The thread was started by David Ronca, current director of video encoding at Meta and former director of encoding technologies at Netflix. On Dec. 8, he posted, "Based on current trends, global data centers will consume > 20% of global power in 2025 (from ~3% in 2020). The primary drivers of this growth are video processing and video understanding. ... We do not need new generations of encoders that increase global compute (and pollution) by an order of magnitude. We need codecs that solve the pollution problem."

The responses and suggested solutions to this issue were varied and complex. Fabio Sonnati, media architect and encoding and streaming specialist at NTT Data, advocated that we still need more advanced codecs, stating, "Long term I suppose yes, medium short not so sure. Apart from 8K, if AR/VR will take off, other data compression problems will substitute video and the sustainability challenge will remain." Ronca pushed back, stating that "pipes continue to widen by as much as 50% per year. If you have 100Mbps how valuable is reducing video bit­rate from 3.5Mbps to 2.7Mbps?"

Alex Liu, COO of NETINT Technologies, proposed that "one solution to this paradox is using domain-specific architecture ASIC to improve compute efficiency. Compared to software, ... the dedicated ASIC (VPU, or VCU), the efficiency can improve 10x–100x, depending on which codec they are using.” Ronca acknowledged that “ASICs can definitely bend the curve down," but pointed out that “ASIC deployment of new codecs will lag SW by several years."

Mark Donnigan, a marketing consultant and former Beamr VP of marketing, posited that content-adaptive encoding (CAE, or per-title encoding) techniques were a partial solution, pointing out that "there are some 'CAE' approaches that can reduce bitrate 30% on average, with only a 20% hit to compute, as opposed to a 1000% increase in the compute requirements when switching from a legacy standard to next-gen, VVC, or otherwise."

Other respondents wondered if the power savings from delivering lower-bitrate video off­set the additional encoding cost. Alberto De Luca, distribution engineer at Discovery, Inc., said, "[W]hen upgrading from H264 to H265, for the same video quality, we are reducing the bit­rate.

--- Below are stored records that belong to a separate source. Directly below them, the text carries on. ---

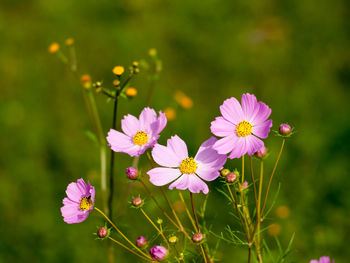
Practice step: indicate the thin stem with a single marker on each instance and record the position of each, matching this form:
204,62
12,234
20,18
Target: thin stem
128,189
158,205
173,211
160,232
188,212
242,169
111,170
120,233
234,200
130,250
194,211
273,172
204,252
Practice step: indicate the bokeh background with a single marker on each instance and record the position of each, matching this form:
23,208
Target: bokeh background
294,55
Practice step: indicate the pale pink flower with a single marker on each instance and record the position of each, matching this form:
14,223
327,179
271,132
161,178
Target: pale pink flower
183,171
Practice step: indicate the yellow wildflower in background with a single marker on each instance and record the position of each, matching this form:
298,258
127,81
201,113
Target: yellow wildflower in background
131,92
118,70
183,100
170,113
86,80
69,41
152,52
54,47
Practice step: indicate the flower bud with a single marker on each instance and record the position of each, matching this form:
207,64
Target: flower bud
172,239
261,153
244,185
137,201
132,173
131,92
158,253
54,47
197,237
224,172
285,129
231,177
141,241
102,232
118,70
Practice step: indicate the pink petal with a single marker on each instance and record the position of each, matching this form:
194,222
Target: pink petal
207,154
250,106
159,124
225,145
222,127
130,125
161,176
262,114
207,172
240,148
190,182
262,130
74,192
178,146
232,110
147,117
165,156
253,144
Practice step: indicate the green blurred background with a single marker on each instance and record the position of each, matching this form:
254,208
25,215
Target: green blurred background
294,55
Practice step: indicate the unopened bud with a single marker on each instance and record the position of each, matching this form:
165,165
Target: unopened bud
132,173
158,253
172,239
244,185
285,129
102,232
231,177
137,201
224,172
198,237
261,153
141,241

So less data transmitted, hence less power consumption — on the overall, I’m led to think that one encoder using 10 Mbps in h265 is still 'greener' than the footprint of 25Mbps going across a WAN in H264."

As part of a long, complex reply, Ronca said, "Within 5-10 years, 1Gbps bandwidth will be the norm. At the theoretical transmission limit, it will take as much as 400M views of a video to justify the 100x compute going from x264 to vvenc." Resolving this particular issue goes far beyond my technical skills, but it’s an interesting argument. How many more cell towers or cable headends will we need to build (and power) if we
deliver 8K video at 200Mbps rather than 40Mbps?

Looking ahead, Jean-Baptiste Lorent, director of marketing and sales at IntoPIX, recommended, "[C]omplexity requirements (in hardware and software) should be part of the call for requirements and acceptance criteria when you create a new standard." True, of course, but wasn’t that the goal of the Low Complexity Enhancement Video Codec (LCEVC)? An approved standard for many months, LCEVC has clearly met its efficiency goals, but has seen limited uptake among companies like Facebook, where the power savings could really matter.

What does it mean for you? Like recycling bottles and newspapers, the issue raised by Ronca should be considered by all of us. Think green when planning your encoding strategy. Prioritize per-title over implementing a new codec. Consider ASIC-based hardware encoding over software encoding. And as an industry, let’s get a definitive answer as to the breakeven between power consumed by next-gen codecs and the power saved by lower-bandwidth delivery.